Pete Stevenson is a teacher and former headteacher who runs cultural diversity and gender equality story telling projects in nurseries and pre schools. He is concerned that the behaviour of the youngest boys shows signs of emerging misogyny.

It’s a cold start and I’m in a village hall where the activities are being organised by a group of hard working women. Most nursery practitioners are women. Of the 34 settings I visited in the past year I met only three men.

The costume box bulges with dressing up opportunities, a brick activity is alongside the coloured beads and outside the three wheeled bikes are ready for racing. This is known as a free flow curriculum for the under 5s. The children are allowed to choose.

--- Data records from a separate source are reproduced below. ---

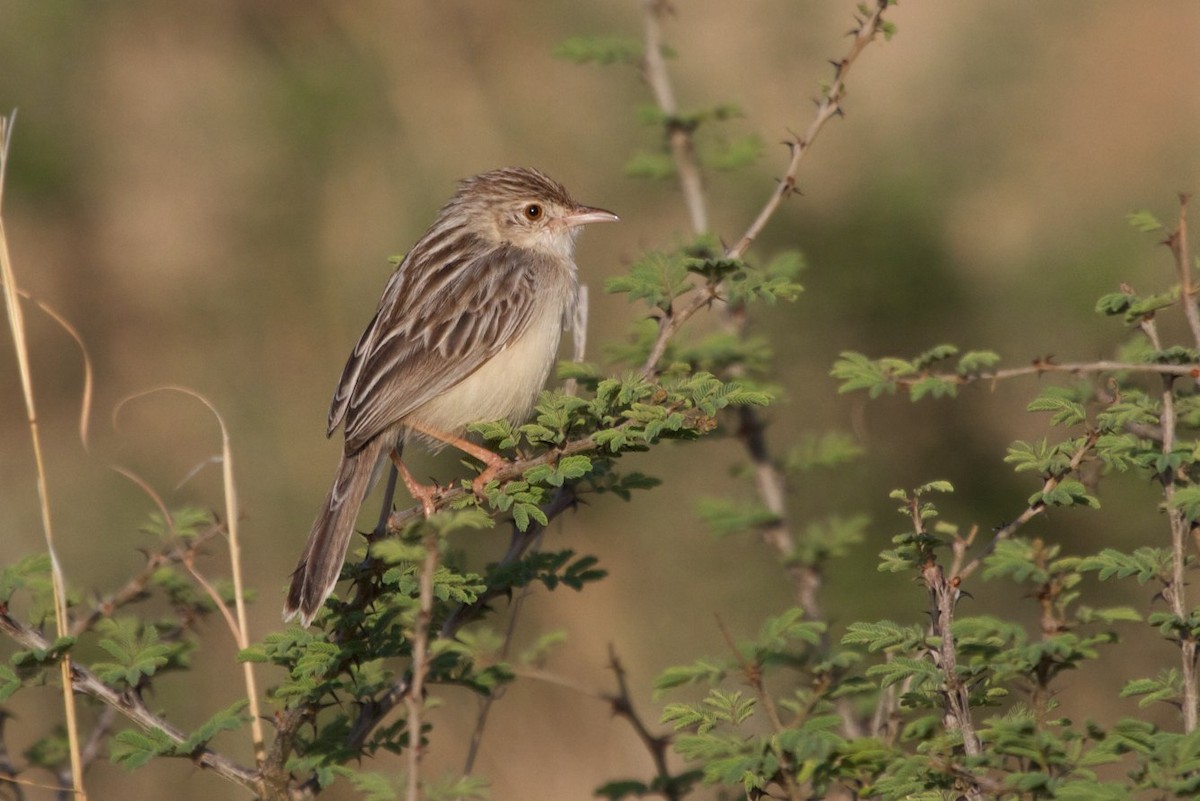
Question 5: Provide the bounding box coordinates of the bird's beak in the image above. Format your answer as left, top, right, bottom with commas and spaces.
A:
564, 205, 620, 227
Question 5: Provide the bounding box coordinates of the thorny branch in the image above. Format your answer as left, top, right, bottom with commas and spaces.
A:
954, 433, 1098, 582
1142, 309, 1199, 733
638, 0, 890, 605
0, 611, 261, 794
70, 523, 224, 638
403, 534, 439, 801
890, 358, 1200, 391
905, 500, 985, 801
639, 0, 892, 375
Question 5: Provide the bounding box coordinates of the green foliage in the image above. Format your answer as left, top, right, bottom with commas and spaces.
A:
91, 618, 177, 687
552, 36, 641, 65
0, 552, 52, 605
833, 346, 1006, 401
1127, 209, 1163, 233
605, 250, 694, 310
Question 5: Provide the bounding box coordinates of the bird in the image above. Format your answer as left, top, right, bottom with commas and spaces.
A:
283, 167, 618, 625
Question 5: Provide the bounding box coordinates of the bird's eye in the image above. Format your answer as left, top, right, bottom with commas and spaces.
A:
523, 203, 543, 221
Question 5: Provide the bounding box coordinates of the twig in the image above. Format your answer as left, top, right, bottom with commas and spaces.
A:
727, 2, 889, 261
511, 652, 683, 801
640, 0, 706, 234
1168, 194, 1200, 353
70, 523, 224, 637
0, 109, 87, 801
0, 612, 260, 793
606, 647, 683, 801
906, 500, 984, 801
955, 433, 1097, 582
346, 487, 575, 757
630, 2, 896, 750
893, 359, 1200, 389
461, 583, 533, 775
405, 532, 439, 801
714, 615, 801, 801
1146, 311, 1199, 732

As the children arrive they gaze at my collection of animal puppets and dolls scattered around an array of African drums. In almost all of the settings it will be the boys who step forward to bang the big drums and often the girls will find a doll, or sometimes a fluffy dog, to cradle. They are dressed according to their parents’ and society’s views of them. Boys are in black or blue Action Man or Angry Bird sweatshirts, girls in pink or white with My Little Pony or Little Princess tops. One top reads My dad won’t allow me to date. The girls give-way to the boys as they dominate the group. There are exceptions. Occasionally a boy will sit back and shake a maraca (but never cradle a doll) and a girl might ask a boy if she can play a drum. “No!” comes the reply so she shrinks away. Boys will then run about shouting with lightsabers playing a competitive game, while the girls choose to thread beads, assisting each other and chatting. This is socialised behaviour, clearly modelled by parents and often by staff, displayed by children as young as two years old.

I might say to the staff, “Do you ever intervene and play competitive games with the girls, and are the boys ever directed to a quiet co-operative game?” Their responses are both comforting and alarming;
“It’s great that you are here Pete. We need a good role model for the boys. So many dads have left home”.
“But what about challenging the stereotypical behaviour of boys and girls with some effective intervention?” I suggest.
“Well, they are all different – there’s not a lot we can do”, is the most disheartening reply. Although some settings encourage (or certainly don’t discourage) the boys to feed a doll and transport it in a pushchair. In one nursery this was challenged by a father concerned that the staff were encouraging his son to be gay.

It’s now my time to tell inter-active stories. I hand the big drums to the girls and when on the magic carpet, which requires some action by the children to get it off the ground, I choose the girls’ ideas first which are often the most inventive. I resist the shouts from the boys, one of whom is dressed as Superman.

“We must get some peacock feathers and dip them in magic dust then shake them all around!” Daisy.
“Let’s waggle our feet in the air and say a magic word” Amelia.
“Pete, it’s easy, we must just believe” Emma.

We then travel to a magical land to hunt for a lost duck. Again the boys push to the front and I seek a girl to offer a solution to the problem. Ella offers “Let’s sit quietly to listen for her quack. She might be injured”. These suggestions are nearly always more effective than ideas of super power, thrusting force, or the use of guns likely to be suggested by boys.

My concern is that we are nurturing early patriarchal behaviour that will develop in primary and secondary schools as boys are given more attention and expected to achieve more and girls in equal numbers underachieve, especially in working class communities. As this behaviour in boys grows, at worst, it will show itself as controlling and abusive actions in adult relationships. Calls for healthy relationship education programmes (Karen Ingala Smith Morning Star March 8) must start in pre schools. I fear such limited funding is directed at secondary schools where, whilst teenage girls may feel supported by such initiatives, the boys’ abusive conduct is well established and, chillingly, began in pre schools.